Ante esta interrupción, algunos deciden cortar por lo sano: afirman que ya no les gusta lo que leen, que jamás podrá gustarles de nuevo, y hasta afirman que en realidad nunca les gustó tanto. Otros pretenden mantener el vínculo inmutable, fingen que todo sigue igual y aseguran que es posible, e incluso obligatorio, separar autor y obra. Ambas opciones son igual de ingenuas, y pierden de vista el valor central del arte: obligarnos a negociar nuestra posición subjetiva, a situarnos en otros lugares y adoptar otras perspectivas.
Una tercera vía buscaría reconsiderar la relación con el autor. Calibrar nuestros afectos, revisar nuestra posición, nuestra involucración emocional en el texto, y seguir disfrutando. O no, tal vez no disfrutemos, pero seguimos leyendo, fabulando, e imaginando una conversación con nuestro interlocutor fantasma. El diálogo ha funcionado, estamos negociando: el autor tiene sus fronteras, nosotros las nuestras, y leer se convierte en un intercambio mediante el cual tratamos de no pisarnos y llegar juntos a alguna parte.

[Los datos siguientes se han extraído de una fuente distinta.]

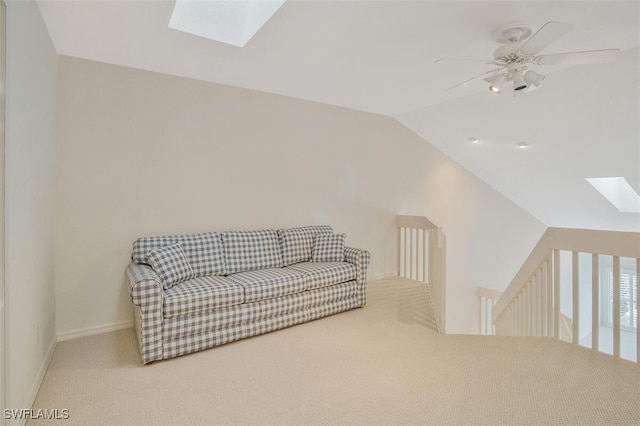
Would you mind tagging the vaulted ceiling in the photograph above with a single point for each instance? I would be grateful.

Quienes pretenden separar el autor de la obra olvidan que esta escisión no es posible. El autor no posee la obra, pues ésta le excede, pero sí la ronda. La embruja, la habita, la persigue. Como “hacen los fantasmas con los lugares”, que escribió Javier Marías, o los recuerdos con las personas. Juego de ausencias y presencias al que se ve arrastrado también el lector.
Tal vez podamos dotar al ChatGPT de una cierta autoría, e incluso conceder que los textos que llegue a escribir puedan ser ‘buenos’. Pero eso es todo, y no es mucho. Dudo que una conversación —a nivel psíquico, afectivo— sea posible. No me veo, por ejemplo, enamorándome, desenamorándome, peleándome, obsesionándome y reconciliándome tantas veces y tan intensamente con un ChatGPT como lo he hecho, y sigo haciendo, con Javier Marías (el autor, el fantasma). Al robot le sobran palabras, pero le falta libido.